Tuesday, January 17, 2012

Vicarious Thrills

It wasn’t too long ago that I read from a textbook that ministers and counselors can be tempted to get their vicarious thrills through the personal accounts of people who come to them for help.  For instance, while the clergyperson may not have engaged in many sexual adventures, he could enjoy hearing about what other people have done when they confess in the counseling room.

As soon as I read it, I realized that I used to do that.  However, I grew out of it before I read that it was a problem.  I couldn’t really draw a clear boundary back then, but I gradually realized I was on the wrong side of the line. I was using someone else’s misery to fill an emptiness in my own life.

When people come to me they’re often terribly conflicted about their pasts and they’re looking for resolution and perhaps absolution. They don’t intend to be a source of entertainment. 

Well, okay some of them do, but I’ll write about that another time.

I wish I had had better training in my younger days. However, we focused primarily on the study of scriptural texts and articulating doctrine. Nobody warned us of the temptations that few people other than ministers and counselors face. 

As I matured, I sharpened my focus on the concept that I’m supposed to help people, not use them. Plus--and this is a big thing--over the years, the sadness, cruelty, and pain of people’s lives have had a cumulative effect on me.  I’m still interested in being of help--sometimes even passionate, They honor me with their trust.  and I find satisfaction in helping. But I'm no longer excited by someone else's misadventures. I’m usually relieved to find refuge at home at the end of the day.    

Saturday, January 14, 2012

The Old (Crazy) Songs

Here are some words to a song that was popular in the fundamental conservative denomination in which I grew up. 

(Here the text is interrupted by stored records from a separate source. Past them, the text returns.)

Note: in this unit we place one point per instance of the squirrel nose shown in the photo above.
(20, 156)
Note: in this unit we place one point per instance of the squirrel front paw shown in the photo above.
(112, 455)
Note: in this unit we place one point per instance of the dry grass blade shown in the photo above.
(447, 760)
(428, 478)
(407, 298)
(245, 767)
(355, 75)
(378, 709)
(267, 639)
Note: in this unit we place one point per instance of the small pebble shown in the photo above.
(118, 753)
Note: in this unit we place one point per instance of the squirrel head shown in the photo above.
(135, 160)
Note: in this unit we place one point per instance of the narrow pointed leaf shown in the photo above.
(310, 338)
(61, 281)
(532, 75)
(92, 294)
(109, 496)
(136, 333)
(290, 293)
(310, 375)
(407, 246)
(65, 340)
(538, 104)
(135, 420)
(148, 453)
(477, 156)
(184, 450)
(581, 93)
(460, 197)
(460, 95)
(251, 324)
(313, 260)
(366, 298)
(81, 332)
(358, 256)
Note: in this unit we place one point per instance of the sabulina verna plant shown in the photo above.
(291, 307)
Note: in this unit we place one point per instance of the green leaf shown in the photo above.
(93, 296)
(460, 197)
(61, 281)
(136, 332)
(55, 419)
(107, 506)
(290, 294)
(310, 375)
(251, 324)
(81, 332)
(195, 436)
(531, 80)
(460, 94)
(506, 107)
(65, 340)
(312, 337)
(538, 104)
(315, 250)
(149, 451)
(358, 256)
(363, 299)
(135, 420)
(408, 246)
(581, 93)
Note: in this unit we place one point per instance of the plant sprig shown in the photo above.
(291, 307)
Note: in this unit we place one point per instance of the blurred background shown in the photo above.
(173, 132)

Troublesome times are here, 
filling men’s hearts with fear
Freedom we all hold dear now is at stake….

Jesus is coming soon, 
morning or night or noon,
Many will meet their doom
Trumpets will sound….

Believe it or not, this was one of those “feel good” songs, where people stood up, swayed, and clapped their hands, smiling at each other, marveling at how they could worship and have fun at the same time. 

Here’s another one:

It’s gonna rain. Yeah, it’s gonna rain
Oh, you better get ready and bear this in mind.
For God showed Noah the rainbow sign
It won’t be water, but fire this time….

The teenagers would rock to this one, using it as a way to get the joint jumping just before we had pizza and volleyball. 

We had several other tunes that were catchy enough, but as anyone in their right minds could see, the message was full of anxiety, doom, and destruction.

It took me a long time to see how nutty we were: “We’re gonna be destroyed. We deserve it. Praise God!” And then we'd tell each other that heaven would be just like this.

It was more than conflicting. It reflected a crazy, schizoid lifestyle full of depression and anxiety.   

When I became a minister within that community, I considered myself a reformer, someone who could help deliver us all from our craziness. My efforts were often not appreciated. I got into more trouble telling people they were okay, that God loved them, and that they were going to heaven. 

After a few years, I quit trying to save the “saved,” and I moved on.

Now here’s something really odd to me.  I get a weird nostalgia when I think of that crazy music. It’s part of my childhood. Sometimes it feels like it was somebody else’s life. I miss it.

Then I take an aspirin and lie down until the feeling passes.